I am using python urllib2 to download pages from the web. I am not using any kind of user_agent etc. I am getting below sample errors. Can someone tell me a easy way to avoid them.
http://www.rottentomatoes.com/m/foxy_brown/
The server couldn't fulfill the request.
Error code: 403
http://www.spiritus-temporis.com/marc-platt-dancer-/
The server couldn't fulfill the request.
Error code: 503
http://www.golf-equipment-guide.com/news/Mark-Nichols-(golfer).html!!
The server couldn't fulfill the request.
Error code: 500
http://www.ehx.com/blog/mike-matthews-in-fuzz-documentary!!
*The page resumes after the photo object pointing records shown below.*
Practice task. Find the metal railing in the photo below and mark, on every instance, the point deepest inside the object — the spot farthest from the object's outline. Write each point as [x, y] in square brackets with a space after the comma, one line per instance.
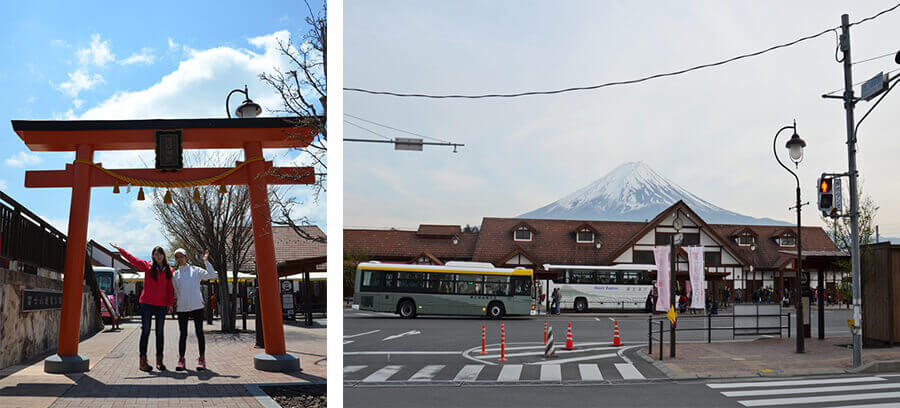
[26, 238]
[708, 328]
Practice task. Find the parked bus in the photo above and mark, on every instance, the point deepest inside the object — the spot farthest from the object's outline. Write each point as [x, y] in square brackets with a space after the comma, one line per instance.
[111, 284]
[457, 288]
[619, 287]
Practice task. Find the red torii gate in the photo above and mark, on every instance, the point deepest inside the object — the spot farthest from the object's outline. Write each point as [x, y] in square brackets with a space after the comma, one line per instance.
[85, 137]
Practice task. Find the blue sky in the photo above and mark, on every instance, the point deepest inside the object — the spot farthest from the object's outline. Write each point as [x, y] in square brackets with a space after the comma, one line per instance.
[103, 60]
[709, 131]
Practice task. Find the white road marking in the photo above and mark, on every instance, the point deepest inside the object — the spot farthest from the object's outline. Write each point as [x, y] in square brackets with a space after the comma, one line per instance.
[819, 399]
[397, 336]
[571, 359]
[811, 390]
[794, 382]
[551, 373]
[629, 372]
[382, 374]
[426, 373]
[538, 353]
[590, 372]
[361, 334]
[379, 353]
[510, 373]
[469, 373]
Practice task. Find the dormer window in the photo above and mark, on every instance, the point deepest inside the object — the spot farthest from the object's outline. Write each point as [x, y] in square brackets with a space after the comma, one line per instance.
[788, 240]
[522, 234]
[584, 235]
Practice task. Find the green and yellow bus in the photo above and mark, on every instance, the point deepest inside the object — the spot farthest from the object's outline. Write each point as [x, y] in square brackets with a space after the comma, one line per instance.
[457, 288]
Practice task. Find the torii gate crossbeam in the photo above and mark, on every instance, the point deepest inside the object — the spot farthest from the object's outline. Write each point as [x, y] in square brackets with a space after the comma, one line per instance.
[85, 137]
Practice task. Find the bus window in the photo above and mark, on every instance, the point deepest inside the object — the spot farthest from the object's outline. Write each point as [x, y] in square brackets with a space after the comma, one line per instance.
[389, 280]
[522, 285]
[496, 285]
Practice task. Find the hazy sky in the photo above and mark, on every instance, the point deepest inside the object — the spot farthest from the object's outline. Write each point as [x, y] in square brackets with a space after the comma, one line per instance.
[710, 131]
[132, 61]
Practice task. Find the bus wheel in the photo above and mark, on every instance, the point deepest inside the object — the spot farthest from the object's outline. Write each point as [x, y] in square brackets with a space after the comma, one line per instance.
[407, 309]
[581, 305]
[496, 310]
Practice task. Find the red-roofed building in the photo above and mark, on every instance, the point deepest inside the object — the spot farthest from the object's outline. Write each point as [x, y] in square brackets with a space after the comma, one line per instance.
[736, 256]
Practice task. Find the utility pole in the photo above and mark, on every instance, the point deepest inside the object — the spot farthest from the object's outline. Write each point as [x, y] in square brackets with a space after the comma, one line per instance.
[849, 103]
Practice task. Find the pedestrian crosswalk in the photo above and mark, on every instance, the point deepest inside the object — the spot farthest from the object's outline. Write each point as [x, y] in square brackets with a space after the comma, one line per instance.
[507, 373]
[846, 392]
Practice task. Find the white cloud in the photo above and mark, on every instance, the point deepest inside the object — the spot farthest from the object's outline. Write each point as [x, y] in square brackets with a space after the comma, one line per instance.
[99, 53]
[80, 80]
[22, 159]
[145, 57]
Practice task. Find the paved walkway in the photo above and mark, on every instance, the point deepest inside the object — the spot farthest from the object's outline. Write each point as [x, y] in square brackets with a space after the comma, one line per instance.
[115, 381]
[774, 357]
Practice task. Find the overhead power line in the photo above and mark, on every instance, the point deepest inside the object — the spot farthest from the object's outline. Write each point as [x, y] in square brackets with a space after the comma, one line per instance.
[393, 128]
[608, 84]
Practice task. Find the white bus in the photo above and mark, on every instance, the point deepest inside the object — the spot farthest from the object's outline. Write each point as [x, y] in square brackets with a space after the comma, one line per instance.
[618, 287]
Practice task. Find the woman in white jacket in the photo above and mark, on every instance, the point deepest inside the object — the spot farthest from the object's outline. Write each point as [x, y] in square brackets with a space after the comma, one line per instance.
[189, 303]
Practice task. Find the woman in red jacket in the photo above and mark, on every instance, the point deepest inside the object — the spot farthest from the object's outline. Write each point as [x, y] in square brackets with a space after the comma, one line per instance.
[157, 296]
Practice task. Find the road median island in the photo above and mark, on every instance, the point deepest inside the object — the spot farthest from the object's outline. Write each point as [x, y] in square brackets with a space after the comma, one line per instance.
[768, 358]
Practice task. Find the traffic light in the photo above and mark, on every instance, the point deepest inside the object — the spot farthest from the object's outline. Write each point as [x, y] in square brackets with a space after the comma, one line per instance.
[826, 195]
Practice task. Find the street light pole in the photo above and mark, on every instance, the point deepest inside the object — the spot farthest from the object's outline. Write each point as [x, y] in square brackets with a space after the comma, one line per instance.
[849, 102]
[795, 146]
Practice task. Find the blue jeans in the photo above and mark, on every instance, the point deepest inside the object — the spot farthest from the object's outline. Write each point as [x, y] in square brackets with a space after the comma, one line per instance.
[148, 312]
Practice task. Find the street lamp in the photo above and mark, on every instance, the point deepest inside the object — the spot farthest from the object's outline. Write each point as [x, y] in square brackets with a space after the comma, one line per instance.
[795, 148]
[248, 108]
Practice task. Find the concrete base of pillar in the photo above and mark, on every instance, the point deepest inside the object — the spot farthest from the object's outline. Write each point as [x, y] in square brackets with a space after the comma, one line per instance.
[57, 364]
[276, 362]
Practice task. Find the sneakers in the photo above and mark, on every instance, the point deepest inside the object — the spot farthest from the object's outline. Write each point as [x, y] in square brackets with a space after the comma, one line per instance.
[144, 366]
We failed to reach a server.
Reason: timed out
IncompleteRead(5621 bytes read)
Traceback (most recent call last):
File "download.py", line 43, in <module>
localFile.write(response.read())
File "/usr/lib/python2.6/socket.py", line 327, in read
data = self._sock.recv(rbufsize)
File "/usr/lib/python2.6/httplib.py", line 517, in read
return self._read_chunked(amt)
File "/usr/lib/python2.6/httplib.py", line 563, in _read_chunked
raise IncompleteRead(value)
IncompleteRead: IncompleteRead(5621 bytes read)
Thank you
Bala
Many web resources require some kind of cookie or other authentication to access, your 403 status codes are most likely the result of this.
503 errors tend to mean you’re rapidly accessing resources from a server in a loop and you need to wait briefly before attempting another access.
The 500 example doesn’t even appear to exist…
The timeout error may not need the “!!”, I can only load the resource without it.
I recommend you read up on http status codes.